U.S. Pat. Nos. 6,208,458 and 6,181,463 both issued to Galvanauskas et al. on Mar. 27, 2001 and Jan. 30, 2001, respectively, describe quasi-phase-matched parametric chirped pulse amplification system that substantially reduces the required pump peak power and pump brightness, allowing exploitation of spatially-multimode and long duration pump pulses. It also removes restrictions on pump wavelength and amplification bandwidth. This allows substantial simplification in pump laser design for a high-energy PCPA system and, consequently, the construction of compact diode-pumped sources of high-energy ultrashort optical pulses. U.S. Pat. No. 6,198,568 also issued to Galvanauskas et al. on Mar. 6, 2001 discloses use of Chirped Quasi-phase-matched materials in a chirped pulse amplification system wherein the limitations on maximum pulse energies from a fiber-grating pulse compressor are circumvented by placing a chirped-period quasi-phase-matched (QPM) crystal after the fiber-grating pulse compressor.
U.S. Pat.
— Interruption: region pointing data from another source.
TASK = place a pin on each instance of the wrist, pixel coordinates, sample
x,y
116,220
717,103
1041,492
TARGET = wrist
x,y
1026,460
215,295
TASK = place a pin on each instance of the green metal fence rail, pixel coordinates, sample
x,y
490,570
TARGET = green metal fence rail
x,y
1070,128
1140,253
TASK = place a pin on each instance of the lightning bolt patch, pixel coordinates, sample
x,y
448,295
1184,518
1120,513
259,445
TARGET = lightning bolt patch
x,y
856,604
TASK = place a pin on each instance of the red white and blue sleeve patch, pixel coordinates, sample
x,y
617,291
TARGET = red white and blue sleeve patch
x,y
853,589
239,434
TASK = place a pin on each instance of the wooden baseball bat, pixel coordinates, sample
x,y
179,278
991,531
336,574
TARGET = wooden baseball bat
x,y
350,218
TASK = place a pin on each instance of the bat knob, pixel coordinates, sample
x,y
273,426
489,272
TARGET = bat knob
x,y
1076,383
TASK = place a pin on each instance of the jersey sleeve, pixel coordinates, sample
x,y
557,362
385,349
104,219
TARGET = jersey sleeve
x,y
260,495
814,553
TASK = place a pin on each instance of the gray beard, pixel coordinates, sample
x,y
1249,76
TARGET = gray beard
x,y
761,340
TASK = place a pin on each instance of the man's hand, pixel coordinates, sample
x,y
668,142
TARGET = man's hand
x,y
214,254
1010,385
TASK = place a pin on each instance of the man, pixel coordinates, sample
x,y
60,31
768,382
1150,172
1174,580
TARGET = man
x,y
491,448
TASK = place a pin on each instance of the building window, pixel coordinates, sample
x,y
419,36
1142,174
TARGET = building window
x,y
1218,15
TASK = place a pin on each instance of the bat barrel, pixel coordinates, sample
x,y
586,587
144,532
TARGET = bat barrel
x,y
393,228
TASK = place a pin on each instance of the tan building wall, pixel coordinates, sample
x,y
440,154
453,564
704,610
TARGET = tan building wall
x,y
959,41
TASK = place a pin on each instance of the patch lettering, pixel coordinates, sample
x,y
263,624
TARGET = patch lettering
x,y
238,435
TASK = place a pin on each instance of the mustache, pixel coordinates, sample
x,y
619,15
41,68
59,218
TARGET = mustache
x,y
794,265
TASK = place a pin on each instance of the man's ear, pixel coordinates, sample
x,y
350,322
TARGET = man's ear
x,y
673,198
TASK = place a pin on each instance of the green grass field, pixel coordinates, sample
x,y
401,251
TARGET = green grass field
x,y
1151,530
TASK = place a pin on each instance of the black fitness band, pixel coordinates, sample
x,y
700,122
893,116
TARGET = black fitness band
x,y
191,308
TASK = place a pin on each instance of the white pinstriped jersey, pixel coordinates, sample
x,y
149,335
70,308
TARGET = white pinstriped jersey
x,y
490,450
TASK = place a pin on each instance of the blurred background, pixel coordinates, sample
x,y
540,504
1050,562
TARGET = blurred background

No. 6,061,379 issued to Schoen on May 9, 2000 teaches techniques for producing plasma x-ray laser amplifiers, encompassing laser generated high density, micron-sized plasma columns, and microwave driven low density, large plasma volumes which provide the population inversions necessary for x-ray lasing to occur in the plasmas.
U.S. Pat. No. 5,960,016 issued to Perry et al. on Sep. 28, 1999 discloses An all-reflective pulse stretcher for laser systems employing chirped-pulse amplification enables on-axis use of the focusing mirror which results in ease of use, significantly decreased sensitivity to alignment and near aberration-free performance.
As the amount of digital information increases, emphasis shifts from data collection to timely and accurate data processing. What is needed is an integration of fundamental advancements in the generation and recognition of optical patterns to improve the speed of high performance computing and data mining by two orders of magnitude.